Hello
I have recently started a project to train Automatic Speech Recognition (ASR) models for Air Traffic Control (ATC) communication, leveraging Kaldi for domain-specific acoustic model development. While Vosk is intended for the ASR inference process, I believe Kaldi can help create a more appropriate acoustic model for this specialized domain.
Currently, I am considering two primary approaches for training:
Approach 1: Kaldi TDNN Fine-tuning/Augmentation
Base Models: Utilize existing LibriSpeech and/or Mini-LibriSpeech trained TDNN models (after completing their base training, if necessary).
Customization: Fine-tune or augment these models with my specific ATC corpora.
My Data: This custom data consists of approximately 3-8 hours of WAV files and corresponding transcripts (.txt), recorded under non-ideal acoustic conditions.
Approach 2: Vosk Pre-trained Model Fine-tuning
Base Models: Use the pre-trained Vosk models (e.g., vosk-model-en-us-0.22 and/or vosk_model-small-en-us-0.15).

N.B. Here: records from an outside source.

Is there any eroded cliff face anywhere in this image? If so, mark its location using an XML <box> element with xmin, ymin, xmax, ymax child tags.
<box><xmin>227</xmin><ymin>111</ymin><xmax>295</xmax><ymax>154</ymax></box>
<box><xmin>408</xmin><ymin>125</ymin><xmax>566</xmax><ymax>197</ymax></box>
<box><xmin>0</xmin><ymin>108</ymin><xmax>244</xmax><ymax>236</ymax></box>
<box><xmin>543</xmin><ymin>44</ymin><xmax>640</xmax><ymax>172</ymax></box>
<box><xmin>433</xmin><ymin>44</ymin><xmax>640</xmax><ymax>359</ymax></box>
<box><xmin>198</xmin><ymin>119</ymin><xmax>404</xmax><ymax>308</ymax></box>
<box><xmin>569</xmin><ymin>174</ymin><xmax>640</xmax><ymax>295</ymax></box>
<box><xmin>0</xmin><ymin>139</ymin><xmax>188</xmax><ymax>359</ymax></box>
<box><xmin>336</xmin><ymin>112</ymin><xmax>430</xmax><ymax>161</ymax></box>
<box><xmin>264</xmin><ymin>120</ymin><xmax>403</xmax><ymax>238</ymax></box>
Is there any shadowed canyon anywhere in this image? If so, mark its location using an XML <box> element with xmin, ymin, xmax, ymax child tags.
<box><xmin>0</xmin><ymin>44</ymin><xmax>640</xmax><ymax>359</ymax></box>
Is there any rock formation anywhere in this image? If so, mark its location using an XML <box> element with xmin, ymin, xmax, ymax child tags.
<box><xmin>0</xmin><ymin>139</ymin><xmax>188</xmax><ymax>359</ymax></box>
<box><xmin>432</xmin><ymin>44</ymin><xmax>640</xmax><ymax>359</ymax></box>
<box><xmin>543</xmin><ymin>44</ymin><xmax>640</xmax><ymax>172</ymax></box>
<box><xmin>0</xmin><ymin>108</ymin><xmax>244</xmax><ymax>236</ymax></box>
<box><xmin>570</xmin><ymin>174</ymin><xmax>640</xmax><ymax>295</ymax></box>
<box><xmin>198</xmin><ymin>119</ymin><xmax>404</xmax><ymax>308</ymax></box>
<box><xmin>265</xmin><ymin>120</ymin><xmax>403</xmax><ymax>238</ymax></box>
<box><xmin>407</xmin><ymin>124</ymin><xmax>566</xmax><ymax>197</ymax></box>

Customization: Fine-tune these Vosk models directly using my custom ATC data (3-8 hours of WAV files and transcripts).
In both approaches, I am also considering incorporating additional ATC-related data, such as ATCO2, for further fine-tuning.
I would greatly appreciate your expert input on the following:
Are these proposed approaches feasible for achieving the desired outcome?
What are the potential drawbacks or challenges associated with each approach?
Do you recommend any alternative or complementary strategies for this task?
Thank you for your time and insights.